Dün annen, Özden uzun uzun ata bindik. Hava serin, rüzgarsız ve güneşli idi. Hep iyiyiz. Gözlerinden öperiz. Büyükannen bir türlü düzelmiyor. Gelecek mektupta bir iki tatlı söz yaz okutsun, bahtiyar olur. Ömer, seni parasız bırakmayalım diye her fırsatta söylenir. Erdal, sıkıntı çekiyor musun evladım, bana arkadaşın gibi vaziyetini olduğu gibi doğru söyle. Selamlar ve sevgilerle.

27 Şubat 1949

Erdalım, sevgili oğlum,

Annene yazdığın 21 tarihli mektubu okuduk. Keyiflisin, iyisin; çok şükür. Derslerin normal diyorsun. On gün sonra yeni bir imtihanınız var. Allah kolaylık versin.

Kürk hikayesini de okudum. Olacak iş değil! O kadar doları bulamayız. Hemen sözünü geri al. Senin bu kadarcık ihtiyat paran için üç senedir uğraşıyoruz. Hulasa, olacak iş değil.

Büyükannen bugün daha iyi. Dün bir kriz geçirdi. Çok üzüldük. Bugün çok iyi. Selamını ben söyledim, çok dua etti.

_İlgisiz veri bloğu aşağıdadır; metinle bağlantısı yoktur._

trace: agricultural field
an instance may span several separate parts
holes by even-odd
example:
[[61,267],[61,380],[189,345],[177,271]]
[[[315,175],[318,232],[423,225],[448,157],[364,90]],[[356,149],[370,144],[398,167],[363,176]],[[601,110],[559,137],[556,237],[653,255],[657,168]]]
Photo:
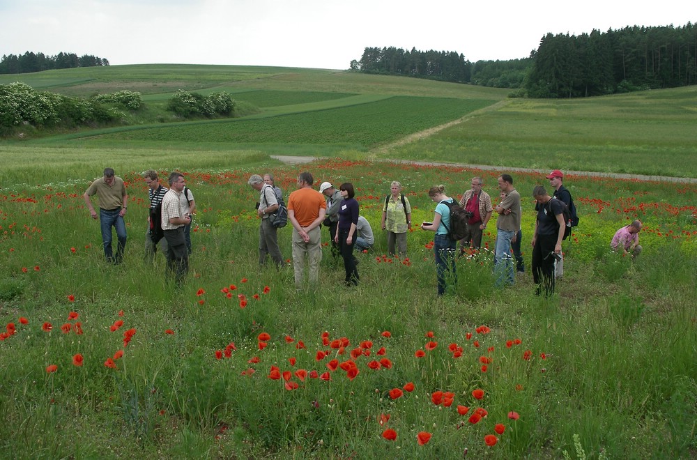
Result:
[[[419,95],[419,82],[403,79],[408,81],[396,95],[399,79],[378,76],[368,76],[367,86],[390,91],[360,91],[360,79],[349,75],[351,84],[337,88],[342,97],[312,96],[326,89],[320,82],[340,74],[305,73],[305,82],[302,72],[263,80],[283,82],[274,88],[250,80],[250,93],[267,101],[259,107],[288,107],[277,116],[0,144],[0,454],[697,455],[697,184],[567,174],[581,222],[564,243],[565,277],[550,299],[533,293],[529,249],[533,187],[548,185],[548,169],[577,164],[553,153],[593,147],[591,170],[643,174],[650,170],[645,163],[632,169],[617,158],[634,158],[631,145],[645,144],[646,152],[661,155],[654,163],[680,173],[673,175],[697,176],[695,144],[688,143],[695,135],[675,128],[691,120],[680,108],[692,97],[689,90],[618,98],[621,107],[603,98],[512,100],[492,109],[482,101],[500,99],[453,97],[451,85],[438,95],[437,82],[422,82]],[[187,78],[197,81],[194,72]],[[275,105],[270,95],[277,91],[290,103]],[[374,100],[341,105],[359,97],[351,95]],[[597,141],[570,135],[602,125],[594,125],[597,114],[615,126],[629,125],[634,114],[637,130],[618,130],[613,139],[607,128],[594,135]],[[650,123],[660,117],[664,123]],[[395,142],[461,118],[420,140]],[[273,129],[255,136],[263,123]],[[538,125],[547,129],[526,135],[526,126]],[[197,137],[197,130],[207,137]],[[652,142],[648,130],[673,136]],[[404,187],[415,222],[433,218],[426,193],[433,185],[459,197],[480,176],[496,197],[498,171],[454,164],[471,161],[476,132],[480,146],[502,153],[480,155],[477,164],[544,171],[513,173],[523,197],[527,272],[514,286],[494,286],[490,225],[484,247],[458,259],[454,291],[437,299],[433,233],[413,229],[408,259],[390,256],[379,229],[381,205],[394,180]],[[611,141],[622,148],[608,148]],[[530,162],[514,161],[514,151]],[[319,158],[285,164],[269,156],[308,152]],[[533,163],[535,152],[550,158]],[[403,159],[454,164],[392,161]],[[128,241],[118,266],[104,261],[98,223],[82,199],[105,166],[123,178],[129,193]],[[190,271],[178,289],[164,281],[162,254],[154,266],[143,256],[148,204],[142,172],[151,168],[161,178],[183,172],[199,208]],[[312,172],[316,185],[356,186],[376,245],[357,254],[355,289],[343,286],[343,267],[326,247],[325,229],[319,286],[296,291],[292,268],[259,266],[258,194],[247,179],[270,171],[287,197],[302,171]],[[608,245],[634,219],[643,222],[644,250],[631,261]],[[279,241],[289,259],[289,227],[279,231]]]

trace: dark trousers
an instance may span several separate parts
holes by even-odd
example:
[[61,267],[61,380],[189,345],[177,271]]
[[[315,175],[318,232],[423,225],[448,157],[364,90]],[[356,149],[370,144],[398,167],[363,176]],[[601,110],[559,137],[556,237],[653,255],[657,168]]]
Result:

Gözlerinden öperim evladım sevgili Erdalım, canım oğlum.

27 Temmuz 1949

Erdal, sevgili evladım,

Ömer bu sabah Amerikalı dostları ile Roma' ya uçtu. Bayramı oralarda geçirecek. Annen, büyükannen, Özden içeride, misafirler ile bayram yapıyorlar. Ben kütüphanede seninle yalnızım. Senin derslerini hatırlamaya, senin yalnızlığın ile duygularımı meşgul etmeye çalışıyorum. Bütün kuvvetimizi ve tesellimizi senin ilim adamı olarak yetişmene hasretmeye uğraşıyoruz. Var ol evladım, sıhhatin ile, neşe ile memlekete faydalı bir ilim adamı olarak yetişmeye çalış. Bayramın kutlu olsun. Gözlerinden öperim. Canım Erdalım, sevgili Erdalım.

28 Ekim 1949

Erdalım, sevgili evladım,

Bugün Cumhuriyet Bayramı başladı. Yarın tebrikler ve geçit resmi. Seni de tebrik edeyim. Bilesin ki, pek iyiyim. Sıhhatim yerinde, iç politika gerginliği çok ehli oldu. Büyük söylemesini sevmem; ama üzüntüm kalmadı gibi, gelecek sene seçimi kazansak da, kazanmasak da umurumda değil..

13 Kasım 1949

Erdal, sevgili evladım,

Annen ile beraber yarışta idik. Hava çok güzel, atlar çok, yarış keyifli idi. Hep aklımda sen vardın. Seni çok göreceğim geldi. Amma bilesin ki, sen aklıma geldikçe yüreğimin içinde büyük bir ümit, gururla karışık olarak bana heyecan veriyor.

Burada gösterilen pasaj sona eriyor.